Thursday, 9 May 2019

Pictorial 50 (part2)


Van der Post paints a dreamlike sequence of the great trek from where they stumble on the startling Flamingo Bay, hidden by a cleft in the cliffs and by maritime cunning, pursued for countless days and nights following the elimination of his pack-bearers, leaving three of them – the young ‘Takwena Tickie and the grim Arab Said – to forge through, to forge comradeship in the land of unforgettable images.

I found it within a few minutes on the side of the broad vlei wherein the rain-water was still a shining silver among long dark reeds and a couple of long-legged herons stood black and motionless and so like Japanaiserie on a lacquered screen that I was almost startled when one of them gave a melancholy croak as it stirred restlessly in its sleep. (page 165)

When they encounter a lone ‘Takwena, prey turns hunter

‘Quoish, Effendi,’ Said remarked with grim Arabic approval; ‘Quoish Khitir: one for nine; it is a good beginning but the reckoning is still far from complete.’ (page 175)

in a real el Borak moment, while the unbelievable truth of Flamingo Bay has the geopolitical finesse of Talbot Mundy’s The Eye of Zeitoon, with along the way scenes of timelost uncertainty.

I scrambled up the crack in the first light and was back on my seat of ancient learning in time to see the whole Homeric wine-red sea of morning swell on the horizon. (page 187)

Where The Eye of Zeitoon makes heroes of the Armenians and ruffians of the Turks, here it is the Russians (written well before Bay of Pigs). The snaking lines of well-drilled ‘Takwena pack-bearers become dragons of the jungle, dragons who feed off ill-gotten gains of the wormdollar Rouble.

You reckon they’re different? I’m not so sure if they both are there to eclipse the lost landscape of rustic activity.

I saw the round huts, neat cattle kraals strangely black in the green grass, stockade maize, millet, and pumpkin fields bleached a wintry yellow with stubborn little pig-tails of smoke over them all, and familiar blood-red footpaths stretched out like the nerves of a human hand ready to take their naked traffic down into the dark bush or over the hump into the arrogant blue. (page 184)
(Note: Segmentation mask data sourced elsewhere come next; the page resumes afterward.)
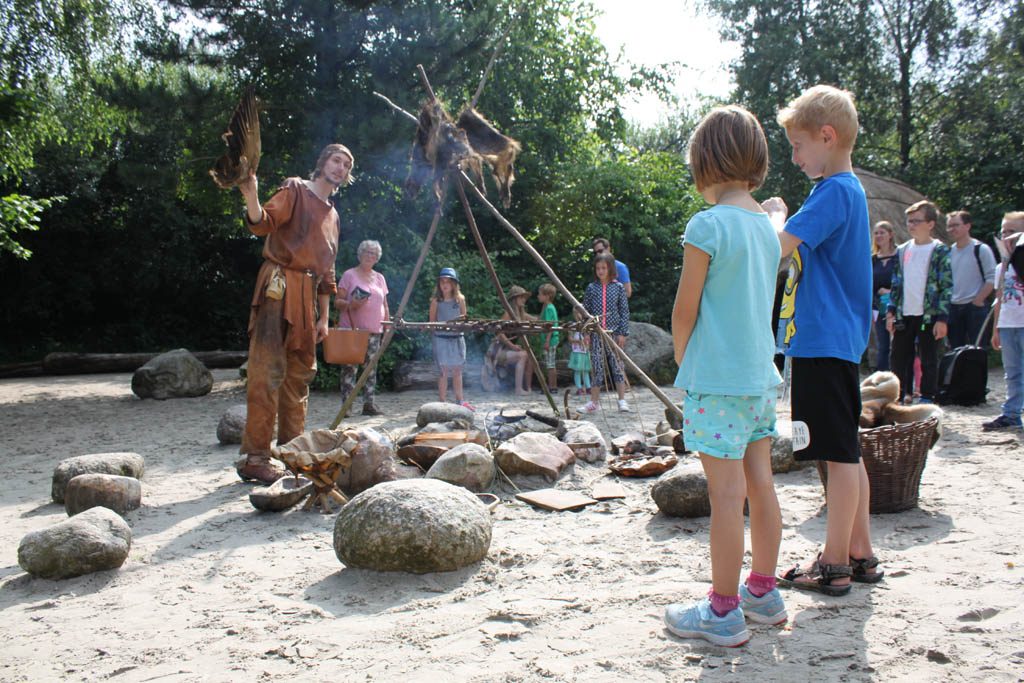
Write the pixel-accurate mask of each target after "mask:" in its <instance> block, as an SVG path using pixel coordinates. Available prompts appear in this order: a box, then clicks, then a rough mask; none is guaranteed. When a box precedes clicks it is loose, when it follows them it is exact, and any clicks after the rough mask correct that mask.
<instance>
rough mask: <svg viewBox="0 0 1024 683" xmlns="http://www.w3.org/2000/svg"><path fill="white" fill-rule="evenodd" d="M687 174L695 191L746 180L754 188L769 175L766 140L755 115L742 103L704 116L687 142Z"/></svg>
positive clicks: (731, 104) (716, 108)
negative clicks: (689, 139) (768, 171)
mask: <svg viewBox="0 0 1024 683" xmlns="http://www.w3.org/2000/svg"><path fill="white" fill-rule="evenodd" d="M688 155H689V161H690V173H691V174H692V175H693V183H694V184H695V185H696V186H697V189H698V190H701V189H703V188H705V187H709V186H711V185H714V184H716V183H719V182H730V181H733V180H739V181H745V182H746V185H748V188H749V189H752V190H753V189H757V188H758V187H760V186H761V183H763V182H764V180H765V176H766V175H767V174H768V142H767V141H766V140H765V133H764V130H762V128H761V123H760V122H758V120H757V117H755V116H754V115H753V114H751V113H750V112H748V111H746V110H744V109H743V108H742V106H736V105H735V104H729V105H728V106H719V108H716V109H714V110H712V112H711V113H710V114H708V116H706V117H705V118H703V119H702V120H701V121H700V123H699V124H698V125H697V127H696V129H695V130H694V131H693V135H691V136H690V143H689V153H688Z"/></svg>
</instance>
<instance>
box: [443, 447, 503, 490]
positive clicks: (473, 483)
mask: <svg viewBox="0 0 1024 683" xmlns="http://www.w3.org/2000/svg"><path fill="white" fill-rule="evenodd" d="M427 477H429V478H431V479H440V480H441V481H446V482H449V483H452V484H455V485H457V486H463V487H465V488H468V489H470V490H472V492H475V493H481V492H484V490H486V489H487V488H488V487H489V486H490V482H492V481H494V479H495V459H494V457H493V456H492V455H490V453H489V452H488V451H487V450H486V449H484V447H483V446H482V445H480V444H479V443H463V444H462V445H457V446H455V447H454V449H452V450H451V451H449V452H447V453H445V454H444V455H442V456H441V457H440V458H438V459H437V462H435V463H434V464H433V465H432V466H431V467H430V469H429V470H428V471H427Z"/></svg>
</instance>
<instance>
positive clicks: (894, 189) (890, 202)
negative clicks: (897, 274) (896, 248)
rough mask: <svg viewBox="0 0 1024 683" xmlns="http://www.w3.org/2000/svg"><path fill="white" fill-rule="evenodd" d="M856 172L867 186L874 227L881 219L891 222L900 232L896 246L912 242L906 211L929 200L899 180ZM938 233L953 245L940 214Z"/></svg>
mask: <svg viewBox="0 0 1024 683" xmlns="http://www.w3.org/2000/svg"><path fill="white" fill-rule="evenodd" d="M853 172H854V173H855V174H856V175H857V177H858V178H859V179H860V184H862V185H863V186H864V194H866V195H867V213H868V216H869V218H870V221H871V226H872V227H873V226H874V223H877V222H879V221H880V220H888V221H889V222H890V223H892V225H893V228H894V229H895V231H896V244H901V243H903V242H906V241H907V240H909V239H910V233H909V232H908V231H907V229H906V214H905V213H903V212H904V211H905V210H906V208H907V207H908V206H910V205H911V204H913V203H914V202H920V201H921V200H923V199H927V198H926V197H925V196H924V195H922V194H921V193H919V191H918V190H916V189H914V188H913V187H911V186H910V185H908V184H906V183H905V182H902V181H901V180H897V179H896V178H887V177H886V176H884V175H879V174H877V173H871V172H870V171H865V170H864V169H861V168H855V169H853ZM934 234H935V237H936V238H938V239H939V240H942V241H943V242H944V243H946V244H949V243H950V240H949V233H948V232H947V231H946V218H945V216H943V215H940V217H939V221H938V223H937V224H936V225H935V231H934Z"/></svg>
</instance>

Today, Tanzania is eclipsing the largest African nature reserve with a massive dam – who’s funding it this time? China.

I agree all those three countries politically couldn’t be less alike, yet all inhabit the same illusion – the vanishing point of technique (see Drama2 “speed”). All three regions live under one master – the solar serpent or wormdollar, cold-blooded denier of Earth and moon. When van der Post says “Homeric wine-red sea” you are in the simpler world of billowing breezes and recurring dawns that tell the story of Man (the adventurer, wanderer on Earth).

“They” or the Martians in our midst inhabit a land of tricks or illusions where rivers are diverted, flood plains ravaged, citizens ejected. You might say, “All life is a trick, dog”, as Howard does in one of the Conan stories (or was it Thomas?) and it might be, if it’s human and personal.

“They” are the dark impersonal forces who convince is with tricks - illusions of technique. As you may have guessed I’m referring to Musk and his algorithmic rocketships. This

 

is a quote from DT business
To watch SpaceX’s reusable Falcon boosters land elegantly back on Earth after launching a satellite into space or delivering a capsule to the International Space Station, as it did on Saturday, is a sight which defies all logic. Your brain insists it should not be possible to land a rocket on its end, precisely in the right place, on a launch pad in the sea. But it is.
Yeah, the brain may be seeing things, since all these SpaceX/NASA rockets must be comprehensively programmed with flight algorithms. What you are seeing is the vanishing point of technique, which is the land of illusion.
In the land of illusion, everything is perspective, and you travel through the perspective illusion  whether you use rockets or petrol-fuel (see “speed”). As CC Beck says of flying,
Let me tell you a story about the Emperor of China, back in nineteen aught four, as we old-timers say. One of the early aviators took an airplane over to China, and the Emperor was not impressed at all. One of his assistants said, “Look, Emperor, it’s flying!” And he says, “Well, that’s what it’s supposed to do, isn’t it?”  (TCJ 95, 1985)
The land of illusion is the land where perspective always approaches the vanishing point; what you see (the rocket) is an illusion of perspective. You will always be in this perspective illusion, whether you go to Mars or Timbuktu.
It’s not real; it’s just technique. Reality is a physical thing, and it’s symbolised by the moon (aether Drama2)
So there we were, soon after eight, crawling through long grass towards the crown of our valley barely a hundred paces away, solemn under the unbelievable moon.. I lay for one lovely second staring up at her, seemingly so close in that moment of trumpet call on this far peak in the mountains of Umangoni, until Tickie touched me on the shoulder whispering with an odd tremble in his throat: ‘Oh! Do you hear Bwana? My Bwana, do you hear?’
Rivers are real; dams are false (apart from Robert Robertson’s, natch). The Forbidden City is real; Beijing is false. Hutongs are real; Shanghai is false. NASA if it’s seen as a trick is real; NASA/Silicon Valley is false, the wormdollar of the future.